Our project objective is to:
Industrial AI uses Physics, Data Insights, and Human Observations + Intuition to Create Actionable Intelligence for Informed Decision Support
IAIMM has identified IAI systems for decision making, planning, and control in manufacturing as a prime candidate for better Standard Operating Procedures (SOPs) centered on both use and evaluation. The specific use case of multi-stage manufacturing presents a broad scope of application to accentuate and explore various processes, policies, and pain points within the US manufacturing industry. Many of these challenges center around simulation, collection, and interchange of related connected and disparate data from both equipment and operators.
Exploring and enhancing IAI use in connected multi-stage process use cases can be a direct path to improve the productivity, resiliency, security, and sustainability of manufacturing operations and enterprises across the supply chain. Special interest will be placed upon IAI connected to smart manufacturing processes using Industrial Internet of Things (IIOT) for information collection and communication.
Three Major Efforts
Purpose and Goals
This project seeks to provide standard best practice tools and procedures for evaluating, using, and setting expectations for IAI systems to foster appropriate levels of trust in IAI systems. This work entails exploration of data used by IAI, the methods of application, and the relevant domains and stakeholders affected by IAI use. We seek to lower barriers of understanding and interrogation such that users and decision makers of all levels can determine the potential risks and likely impacts of an IAI tool or solution. Identified metrics and methods of evaluation will provide decision makers clear justification for investing in and maintaining IAI tools. Evaluations will focus on systems through enterprise-level impacts that can be intuitively translated to both floor-level operators and management decision makers.

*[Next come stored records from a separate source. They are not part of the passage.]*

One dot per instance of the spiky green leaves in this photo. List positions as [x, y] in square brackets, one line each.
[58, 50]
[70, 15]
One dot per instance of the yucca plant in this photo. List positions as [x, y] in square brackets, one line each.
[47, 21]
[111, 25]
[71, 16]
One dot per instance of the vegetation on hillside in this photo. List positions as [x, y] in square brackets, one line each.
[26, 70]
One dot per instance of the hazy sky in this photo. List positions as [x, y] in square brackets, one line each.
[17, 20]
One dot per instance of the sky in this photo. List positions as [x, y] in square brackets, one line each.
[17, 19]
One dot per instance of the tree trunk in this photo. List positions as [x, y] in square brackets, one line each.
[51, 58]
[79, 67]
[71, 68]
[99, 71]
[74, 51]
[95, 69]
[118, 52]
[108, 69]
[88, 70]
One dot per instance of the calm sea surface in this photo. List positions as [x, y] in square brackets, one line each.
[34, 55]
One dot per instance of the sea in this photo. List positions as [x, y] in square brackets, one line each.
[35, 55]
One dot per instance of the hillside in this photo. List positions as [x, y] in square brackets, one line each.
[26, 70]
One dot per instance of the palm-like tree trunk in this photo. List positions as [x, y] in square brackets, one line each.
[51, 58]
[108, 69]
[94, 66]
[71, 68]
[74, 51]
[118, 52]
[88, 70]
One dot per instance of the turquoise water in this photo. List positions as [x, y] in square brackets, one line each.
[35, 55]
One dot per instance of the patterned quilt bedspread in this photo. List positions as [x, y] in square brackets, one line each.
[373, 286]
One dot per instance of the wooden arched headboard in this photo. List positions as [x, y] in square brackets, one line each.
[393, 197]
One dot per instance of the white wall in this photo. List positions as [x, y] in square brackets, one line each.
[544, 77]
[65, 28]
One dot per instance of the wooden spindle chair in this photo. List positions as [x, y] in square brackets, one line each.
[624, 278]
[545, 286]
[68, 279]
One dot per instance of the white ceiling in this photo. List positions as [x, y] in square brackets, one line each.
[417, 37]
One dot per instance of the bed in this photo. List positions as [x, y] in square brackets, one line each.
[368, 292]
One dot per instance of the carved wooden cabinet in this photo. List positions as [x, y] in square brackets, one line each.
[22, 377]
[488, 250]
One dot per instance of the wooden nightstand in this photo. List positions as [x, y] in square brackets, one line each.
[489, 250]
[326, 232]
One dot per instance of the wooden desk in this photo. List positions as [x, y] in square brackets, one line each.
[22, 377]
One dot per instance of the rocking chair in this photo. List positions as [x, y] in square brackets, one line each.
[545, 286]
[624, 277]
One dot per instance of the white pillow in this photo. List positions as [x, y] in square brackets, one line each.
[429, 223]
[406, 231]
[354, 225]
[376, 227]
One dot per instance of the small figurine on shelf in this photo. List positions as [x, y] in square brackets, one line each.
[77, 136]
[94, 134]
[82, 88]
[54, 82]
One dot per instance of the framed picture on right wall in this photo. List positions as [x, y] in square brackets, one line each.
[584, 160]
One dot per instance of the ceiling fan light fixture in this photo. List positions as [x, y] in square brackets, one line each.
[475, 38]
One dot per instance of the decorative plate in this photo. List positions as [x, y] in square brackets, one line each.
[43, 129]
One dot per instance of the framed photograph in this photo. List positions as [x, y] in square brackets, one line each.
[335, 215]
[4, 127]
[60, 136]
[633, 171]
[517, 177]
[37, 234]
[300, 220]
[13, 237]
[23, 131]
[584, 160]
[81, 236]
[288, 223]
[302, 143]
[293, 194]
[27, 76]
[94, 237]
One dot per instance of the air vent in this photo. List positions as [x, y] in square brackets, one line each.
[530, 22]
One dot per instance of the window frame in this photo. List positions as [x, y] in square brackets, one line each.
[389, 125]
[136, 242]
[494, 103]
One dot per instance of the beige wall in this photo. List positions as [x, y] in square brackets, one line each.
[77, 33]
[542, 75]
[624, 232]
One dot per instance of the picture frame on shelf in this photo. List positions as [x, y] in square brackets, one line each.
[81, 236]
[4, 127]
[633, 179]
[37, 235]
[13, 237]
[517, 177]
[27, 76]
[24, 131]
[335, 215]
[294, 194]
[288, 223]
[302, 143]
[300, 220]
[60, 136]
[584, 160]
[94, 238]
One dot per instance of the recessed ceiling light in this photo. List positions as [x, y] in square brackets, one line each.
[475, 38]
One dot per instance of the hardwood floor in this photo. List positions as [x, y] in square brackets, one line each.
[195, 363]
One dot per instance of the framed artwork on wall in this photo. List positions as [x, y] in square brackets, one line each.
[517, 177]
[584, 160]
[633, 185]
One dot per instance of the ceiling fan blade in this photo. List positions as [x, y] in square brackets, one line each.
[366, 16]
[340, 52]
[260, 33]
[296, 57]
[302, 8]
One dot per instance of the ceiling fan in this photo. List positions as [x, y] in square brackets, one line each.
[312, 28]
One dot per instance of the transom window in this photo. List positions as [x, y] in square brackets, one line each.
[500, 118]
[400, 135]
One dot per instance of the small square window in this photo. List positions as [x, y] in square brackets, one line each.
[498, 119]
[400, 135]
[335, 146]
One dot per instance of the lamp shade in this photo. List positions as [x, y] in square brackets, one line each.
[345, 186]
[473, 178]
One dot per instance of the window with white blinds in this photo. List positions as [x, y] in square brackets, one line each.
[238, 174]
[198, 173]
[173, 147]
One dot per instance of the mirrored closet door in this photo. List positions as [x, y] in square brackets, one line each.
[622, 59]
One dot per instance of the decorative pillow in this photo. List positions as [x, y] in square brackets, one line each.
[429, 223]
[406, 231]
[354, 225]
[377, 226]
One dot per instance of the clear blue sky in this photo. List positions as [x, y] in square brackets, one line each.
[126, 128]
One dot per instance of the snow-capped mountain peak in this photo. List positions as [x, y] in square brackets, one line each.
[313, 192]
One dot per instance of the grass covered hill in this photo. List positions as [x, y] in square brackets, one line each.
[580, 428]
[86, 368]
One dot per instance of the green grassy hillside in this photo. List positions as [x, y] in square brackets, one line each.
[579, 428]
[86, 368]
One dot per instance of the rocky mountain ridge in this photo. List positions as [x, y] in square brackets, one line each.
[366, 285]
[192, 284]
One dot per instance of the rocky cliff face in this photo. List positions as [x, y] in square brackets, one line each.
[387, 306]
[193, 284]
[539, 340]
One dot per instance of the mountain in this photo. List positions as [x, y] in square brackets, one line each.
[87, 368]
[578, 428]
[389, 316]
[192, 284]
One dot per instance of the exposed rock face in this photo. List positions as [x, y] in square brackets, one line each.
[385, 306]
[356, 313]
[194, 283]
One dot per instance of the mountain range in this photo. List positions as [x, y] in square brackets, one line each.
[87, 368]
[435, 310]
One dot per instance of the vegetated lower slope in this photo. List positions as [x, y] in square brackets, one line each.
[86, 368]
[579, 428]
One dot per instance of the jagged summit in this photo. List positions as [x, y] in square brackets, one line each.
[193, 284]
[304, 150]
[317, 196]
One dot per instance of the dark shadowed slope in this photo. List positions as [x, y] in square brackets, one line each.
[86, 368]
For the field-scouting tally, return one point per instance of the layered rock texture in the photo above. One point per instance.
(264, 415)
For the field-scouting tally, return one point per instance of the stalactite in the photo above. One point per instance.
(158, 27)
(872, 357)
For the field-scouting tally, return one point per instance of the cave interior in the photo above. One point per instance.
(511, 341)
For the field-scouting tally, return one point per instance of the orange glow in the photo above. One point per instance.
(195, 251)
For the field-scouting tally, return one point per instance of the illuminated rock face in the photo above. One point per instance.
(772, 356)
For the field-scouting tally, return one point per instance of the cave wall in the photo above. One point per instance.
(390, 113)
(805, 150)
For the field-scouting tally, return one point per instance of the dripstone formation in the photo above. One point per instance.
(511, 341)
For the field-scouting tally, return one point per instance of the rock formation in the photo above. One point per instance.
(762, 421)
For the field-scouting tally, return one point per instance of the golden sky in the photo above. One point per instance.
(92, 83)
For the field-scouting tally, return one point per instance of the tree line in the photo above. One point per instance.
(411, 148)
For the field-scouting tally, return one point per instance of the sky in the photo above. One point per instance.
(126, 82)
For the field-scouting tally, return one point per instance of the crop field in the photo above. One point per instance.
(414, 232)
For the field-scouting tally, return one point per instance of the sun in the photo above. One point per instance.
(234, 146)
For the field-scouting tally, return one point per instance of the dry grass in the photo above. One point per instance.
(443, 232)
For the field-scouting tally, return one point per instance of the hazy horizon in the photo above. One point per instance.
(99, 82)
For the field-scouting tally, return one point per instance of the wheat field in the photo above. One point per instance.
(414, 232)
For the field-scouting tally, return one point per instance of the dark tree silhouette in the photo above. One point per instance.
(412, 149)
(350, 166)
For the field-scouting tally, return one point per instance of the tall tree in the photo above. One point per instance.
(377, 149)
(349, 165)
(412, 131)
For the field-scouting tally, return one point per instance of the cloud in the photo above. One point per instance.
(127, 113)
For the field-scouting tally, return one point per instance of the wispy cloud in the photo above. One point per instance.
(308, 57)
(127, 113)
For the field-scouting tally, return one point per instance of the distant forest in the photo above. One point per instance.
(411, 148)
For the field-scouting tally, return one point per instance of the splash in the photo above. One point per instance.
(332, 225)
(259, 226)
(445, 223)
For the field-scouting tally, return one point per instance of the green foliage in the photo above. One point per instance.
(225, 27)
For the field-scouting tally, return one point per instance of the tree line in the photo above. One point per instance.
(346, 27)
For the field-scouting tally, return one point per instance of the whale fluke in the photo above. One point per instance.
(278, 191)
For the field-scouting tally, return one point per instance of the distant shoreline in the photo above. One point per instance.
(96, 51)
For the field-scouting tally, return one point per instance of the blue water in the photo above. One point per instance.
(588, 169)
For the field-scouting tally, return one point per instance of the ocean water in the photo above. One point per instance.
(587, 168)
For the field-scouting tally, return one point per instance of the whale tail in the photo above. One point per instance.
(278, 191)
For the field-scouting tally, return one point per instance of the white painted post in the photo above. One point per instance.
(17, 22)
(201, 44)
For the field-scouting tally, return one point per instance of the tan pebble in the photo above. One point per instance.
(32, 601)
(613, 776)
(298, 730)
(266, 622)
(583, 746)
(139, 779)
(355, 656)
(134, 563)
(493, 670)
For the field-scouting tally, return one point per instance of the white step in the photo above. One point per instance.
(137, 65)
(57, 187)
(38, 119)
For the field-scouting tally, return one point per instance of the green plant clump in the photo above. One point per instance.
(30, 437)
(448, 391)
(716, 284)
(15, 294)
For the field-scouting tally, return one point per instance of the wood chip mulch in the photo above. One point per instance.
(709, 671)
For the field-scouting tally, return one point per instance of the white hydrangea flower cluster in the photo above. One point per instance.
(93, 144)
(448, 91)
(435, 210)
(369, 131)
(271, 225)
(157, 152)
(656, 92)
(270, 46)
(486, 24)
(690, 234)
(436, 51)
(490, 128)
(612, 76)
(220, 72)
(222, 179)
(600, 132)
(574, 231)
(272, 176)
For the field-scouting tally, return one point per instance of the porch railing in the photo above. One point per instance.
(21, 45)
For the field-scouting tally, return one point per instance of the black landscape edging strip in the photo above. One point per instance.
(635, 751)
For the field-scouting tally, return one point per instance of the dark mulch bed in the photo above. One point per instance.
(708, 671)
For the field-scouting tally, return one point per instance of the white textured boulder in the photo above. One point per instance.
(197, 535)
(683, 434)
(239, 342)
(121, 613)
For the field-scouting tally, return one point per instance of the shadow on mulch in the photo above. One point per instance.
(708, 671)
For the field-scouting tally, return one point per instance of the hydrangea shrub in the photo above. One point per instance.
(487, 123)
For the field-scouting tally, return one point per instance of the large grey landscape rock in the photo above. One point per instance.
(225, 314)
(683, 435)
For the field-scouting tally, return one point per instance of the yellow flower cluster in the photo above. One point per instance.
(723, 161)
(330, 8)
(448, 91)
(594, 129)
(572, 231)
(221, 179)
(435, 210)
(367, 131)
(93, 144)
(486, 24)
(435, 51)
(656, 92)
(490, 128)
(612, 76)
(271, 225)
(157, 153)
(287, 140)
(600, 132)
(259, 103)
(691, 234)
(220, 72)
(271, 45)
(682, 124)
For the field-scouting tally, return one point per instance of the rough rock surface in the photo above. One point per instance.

As the manufacturing industry produces increasing volumes of diverse data, stakeholders need robust evaluation methods to assess the impacts of IAIs and their ability to realize value from this data. The diverse breadth of manufacturing process information includes but is not limited to: equipment data, design data, execution data, part quality data, systems interaction data, human generated feedback data, process performance data, and more.
Advanced manufacturing seeks to close the gap between human operators and IAIs that feed off the growing connectivity provided by IIoT technologies. Clear communication of IAI performance expectations as well as of internal logic and reasoning of these systems to human users is key for building appropriate levels of trust. The ability of systems to augment and enhance human performance is directly related to the system’s ability to communicate to the user. Additionally, the value that system provides must be effectively measured and communicated to decision makers. Towards this end, this research seeks identification and development of simulation environments and evaluation tools suitable to IAI and manufacturing specifically.
IAIMM will develop test methods, standards, toolkits, models, datasets, industry pilots, and build communities of interest to advance manufacturing management of IAI systems with a focus on data use, interpretability, interoperability, and system level impact. IAIMM outputs will lower the barrier to incorporate new technologies and analysis methods into existing operations. The outcomes of the IAIMM program will enable trusted, understandable, and reproducible analysis workflows across engineered products, manufacturing processes, production systems, enterprises, and supply chains to improve decision making.